[Python] Creating a scraping tool Memo

Mainly memos for myself.

goal

Create a scraping tool to get pachinko data

design

Unit data acquisition [OK until test]

It is a program to get the number of G and the number of big hits. This is almost complete, and we have been able to acquire 5 units in the test, so we should be able to acquire all of them without any problems. Click here for the acquisition flow

Create a URL list
Access the URL list in order
Get the information you want when you access it and create a list → For example, if you want to get the number of BBs and the number of Gs, create a list for each.
Convert the list to a data frame

I also tried to get it with read_html in the table, but when joining each data frame, I could not join well, so I got only the information I wanted in a list and converted and joined them into a data frame. ..

After that, adjust the type of the acquired data.

Acquisition of slump graph [OK until test]

It is a program to acquire the slump graph of each unit.

Click here for the acquisition flow you are thinking about

Create a URL list (the list is the same as the unit data)
Create an image URL list
Get the image URL and append it to the list → The point to note is that you don't have to bother to turn it with a for statement because you only want one image on each page.
Create a function to download the image
Download execution → Fixed to print the error

What you have to pay attention to in the image is that the SRC is partly a relative path, whether the site is taking measures for the data of the day.
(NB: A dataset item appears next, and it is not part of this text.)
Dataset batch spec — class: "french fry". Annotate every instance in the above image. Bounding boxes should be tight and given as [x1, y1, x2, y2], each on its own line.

I can't feel the regularity of which model has a relative path. Therefore, the data to be acquired is basically the data of the previous day. It is necessary to investigate what time the site will switch.
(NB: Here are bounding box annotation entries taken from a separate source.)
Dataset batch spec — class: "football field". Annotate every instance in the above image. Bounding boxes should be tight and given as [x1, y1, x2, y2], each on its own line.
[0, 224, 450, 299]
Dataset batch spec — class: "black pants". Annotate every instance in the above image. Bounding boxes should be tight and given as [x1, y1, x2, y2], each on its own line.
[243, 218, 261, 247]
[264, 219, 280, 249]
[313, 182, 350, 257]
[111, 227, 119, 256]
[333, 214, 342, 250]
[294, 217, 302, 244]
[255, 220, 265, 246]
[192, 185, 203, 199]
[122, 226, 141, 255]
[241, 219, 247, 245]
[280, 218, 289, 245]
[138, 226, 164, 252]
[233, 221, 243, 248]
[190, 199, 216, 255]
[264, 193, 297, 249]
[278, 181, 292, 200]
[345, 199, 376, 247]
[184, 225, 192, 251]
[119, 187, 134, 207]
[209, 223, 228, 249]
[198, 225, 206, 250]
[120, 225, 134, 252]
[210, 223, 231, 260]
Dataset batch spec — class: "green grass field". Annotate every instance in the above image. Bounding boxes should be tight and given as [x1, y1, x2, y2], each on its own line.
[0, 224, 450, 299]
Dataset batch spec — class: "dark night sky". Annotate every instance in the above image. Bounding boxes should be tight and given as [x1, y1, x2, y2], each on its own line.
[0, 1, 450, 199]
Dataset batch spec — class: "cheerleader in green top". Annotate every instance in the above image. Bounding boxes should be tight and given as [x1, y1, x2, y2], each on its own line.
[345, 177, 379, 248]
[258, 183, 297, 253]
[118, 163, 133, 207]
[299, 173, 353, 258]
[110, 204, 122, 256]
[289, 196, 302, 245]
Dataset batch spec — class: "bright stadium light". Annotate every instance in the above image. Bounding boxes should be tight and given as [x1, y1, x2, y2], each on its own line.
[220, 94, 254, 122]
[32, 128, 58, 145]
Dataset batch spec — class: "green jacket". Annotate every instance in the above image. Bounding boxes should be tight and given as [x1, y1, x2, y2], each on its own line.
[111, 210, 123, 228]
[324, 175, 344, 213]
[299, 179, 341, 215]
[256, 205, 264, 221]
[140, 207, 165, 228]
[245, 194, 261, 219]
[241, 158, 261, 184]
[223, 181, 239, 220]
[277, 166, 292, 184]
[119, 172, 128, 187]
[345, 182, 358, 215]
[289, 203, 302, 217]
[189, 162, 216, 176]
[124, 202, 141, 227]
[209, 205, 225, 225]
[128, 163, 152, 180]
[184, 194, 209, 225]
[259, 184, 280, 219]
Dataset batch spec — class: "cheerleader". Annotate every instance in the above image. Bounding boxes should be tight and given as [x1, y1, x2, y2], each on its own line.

Data conversion of graph [OK until test]

Next, it is a program that analyzes the image of the slump graph and converts it into data.

Click here for the flow of thinking

Analysis based on the acquired image
Add analysis information to the list
Recalculate the analysis information in the list
Convert to data frame
Merge with the first data frame

Summary

Especially because it's close to my own memo, I don't think it will be helpful to anyone.